What’s that Nirvana song, pravnik?
Voodoo-Godsmack
Hurt-NIN as mentioned, but better when Johnny Cash did it.
Not an addict-Fiona Apple
Hotel California-Eagles
Johnny B by The Hooters is either about heroin addiction or a destructive love affair, depending on how you read it. Personally, I vote heroin addiction.
God Smack by Alice in Chains.
Sludge Factory by Alice in Chains.
Yes. According to Anthony Kiedis, the title refers to him buying dope under a bridge in a pretty bad neighborhood and his feelings about living in LA. Good song too.
And almost every other song Layne Staley wrote. Hate to Feel is one of the more blatant ones.
Golden Brown - The Stranglers
*Mutiny (In Heaven) *- The Birthday Party
Coleridge supposedly wrote “Kubla Khan” under the influence of the real Milk of Paradise!
Cold Turkey by John Lennon
Desire by U2 mentions the “needle and spoon”.
Rehab by Amy Winehouse
Jones Coming Down - The Last Poets
Me and Mrs. Jones - Billy Paul
…
And covered by Contemporary Christian group Sixpence None The Richer.
As for opiate songs, the entire Aimee Mann album Lost In Space is about the cycle of addiction, recovery, relapse, and readdiction. It’s not hopeful nor uplifting, but it’s one of my favorites.
Momma by Rasputina.
“Momma was an opium smoker / She’d light it with a red hot poker / She’d never take a bath / We would ask her, she’d just laugh / Because our momma was an opium smoker”
I don’t buy this. How do you explain these lyrics?
We meet ev’ry day at the same cafe,
Six-thirty I know she’ll be there,
Holding hands, making all kinds of plans
While the jukebox plays our favorite song.
We gotta be extra careful that we don’t build our hopes too high
Cause she’s got her own obligations and so do I
I’ve only ever heard one claim that the song was about drugs, and that was because they interpreted the Mrs. Jones to be reference to “jonesin’”, slang for craving drugs. That’s pretty weak. Using such leaps, any song could become a drug song.
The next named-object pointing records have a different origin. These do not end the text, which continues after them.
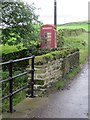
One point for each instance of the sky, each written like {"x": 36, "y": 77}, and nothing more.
{"x": 67, "y": 10}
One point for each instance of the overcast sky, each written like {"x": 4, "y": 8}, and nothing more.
{"x": 67, "y": 10}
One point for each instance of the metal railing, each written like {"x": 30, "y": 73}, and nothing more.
{"x": 10, "y": 79}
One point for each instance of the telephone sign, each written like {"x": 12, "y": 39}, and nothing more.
{"x": 48, "y": 36}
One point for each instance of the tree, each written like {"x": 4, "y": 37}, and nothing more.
{"x": 19, "y": 23}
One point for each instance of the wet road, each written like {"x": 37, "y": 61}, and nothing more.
{"x": 68, "y": 103}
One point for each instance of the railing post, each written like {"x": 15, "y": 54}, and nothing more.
{"x": 10, "y": 87}
{"x": 32, "y": 77}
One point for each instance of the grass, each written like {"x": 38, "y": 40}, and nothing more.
{"x": 76, "y": 25}
{"x": 80, "y": 42}
{"x": 62, "y": 83}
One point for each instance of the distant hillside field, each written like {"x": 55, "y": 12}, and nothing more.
{"x": 75, "y": 25}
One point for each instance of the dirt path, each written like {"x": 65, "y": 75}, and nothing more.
{"x": 69, "y": 103}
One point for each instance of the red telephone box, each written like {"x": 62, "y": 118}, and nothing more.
{"x": 48, "y": 36}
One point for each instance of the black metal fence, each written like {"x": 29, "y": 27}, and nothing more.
{"x": 30, "y": 85}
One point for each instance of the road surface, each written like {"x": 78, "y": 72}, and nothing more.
{"x": 68, "y": 103}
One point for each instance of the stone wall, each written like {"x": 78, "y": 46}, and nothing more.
{"x": 49, "y": 72}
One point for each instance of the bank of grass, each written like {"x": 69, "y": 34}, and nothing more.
{"x": 63, "y": 83}
{"x": 75, "y": 25}
{"x": 80, "y": 42}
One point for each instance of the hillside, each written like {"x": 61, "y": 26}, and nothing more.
{"x": 75, "y": 25}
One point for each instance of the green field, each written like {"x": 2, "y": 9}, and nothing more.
{"x": 75, "y": 41}
{"x": 75, "y": 25}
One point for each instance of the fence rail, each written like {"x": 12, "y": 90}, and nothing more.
{"x": 11, "y": 78}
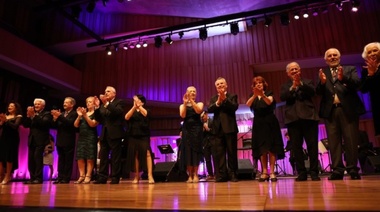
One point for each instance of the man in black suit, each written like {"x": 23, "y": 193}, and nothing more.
{"x": 65, "y": 142}
{"x": 39, "y": 122}
{"x": 207, "y": 145}
{"x": 111, "y": 115}
{"x": 224, "y": 127}
{"x": 340, "y": 107}
{"x": 301, "y": 119}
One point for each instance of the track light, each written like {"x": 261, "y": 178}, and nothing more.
{"x": 75, "y": 11}
{"x": 104, "y": 2}
{"x": 180, "y": 34}
{"x": 158, "y": 41}
{"x": 91, "y": 6}
{"x": 284, "y": 18}
{"x": 203, "y": 33}
{"x": 108, "y": 50}
{"x": 267, "y": 21}
{"x": 305, "y": 14}
{"x": 355, "y": 5}
{"x": 169, "y": 40}
{"x": 234, "y": 27}
{"x": 296, "y": 16}
{"x": 339, "y": 5}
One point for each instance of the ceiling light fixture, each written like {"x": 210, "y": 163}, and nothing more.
{"x": 234, "y": 28}
{"x": 108, "y": 50}
{"x": 284, "y": 18}
{"x": 355, "y": 5}
{"x": 145, "y": 44}
{"x": 203, "y": 33}
{"x": 267, "y": 21}
{"x": 91, "y": 6}
{"x": 157, "y": 41}
{"x": 180, "y": 34}
{"x": 169, "y": 40}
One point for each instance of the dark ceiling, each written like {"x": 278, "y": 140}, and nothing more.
{"x": 204, "y": 10}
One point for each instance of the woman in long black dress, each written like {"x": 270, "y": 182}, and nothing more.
{"x": 87, "y": 141}
{"x": 139, "y": 152}
{"x": 266, "y": 135}
{"x": 9, "y": 141}
{"x": 192, "y": 131}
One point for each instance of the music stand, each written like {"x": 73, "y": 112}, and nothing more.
{"x": 165, "y": 149}
{"x": 323, "y": 147}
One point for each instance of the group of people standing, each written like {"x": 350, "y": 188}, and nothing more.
{"x": 340, "y": 107}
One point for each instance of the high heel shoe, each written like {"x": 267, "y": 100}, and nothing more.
{"x": 87, "y": 180}
{"x": 5, "y": 181}
{"x": 264, "y": 177}
{"x": 150, "y": 180}
{"x": 135, "y": 181}
{"x": 80, "y": 180}
{"x": 273, "y": 178}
Sorry, writer-nerd joke. Passim, Latin for “throughout,” used in footnotes, annotations, indices and the like for something that appears so frequently in the work or work cited that it would be burdensome to list each occurence individually (e.g., if the Fifth Amendment is discussed on nearly every page, the citations page would read "U.S. Constitution, Fifth Amendment, passim).
Stranglers - Don’t Bring Harry
Minnie the Moocher by Cab Calloway:
“Now, she messed around with a bloke named Smoky,
She loved him though he was cokey.
He took her down to Chinatown,
He showed her how to kick the gong around.”
(“kicking the gong around” was slang for smoking opium)
That was by a one-hit-wonder, K’s Choice. I don’t know the song well, but wasn’t it about love addiction, like “Junkie” by Poe?
John Nova Lomax is Music Editor at The Houston Press. Here’s his take on Codeine and Houston Music, back in 2005.
I think it’s a certain type of great talent. They tend to be the more morose sort.
And yes, there are quite a few Puppy songs with heroin references.
And the dream about the King of Sweden, was of course, a pipe dream. I was really surprised to hear the song performed at the half time of a bowl game last year. I wonder how many people know it’s not really family friendly?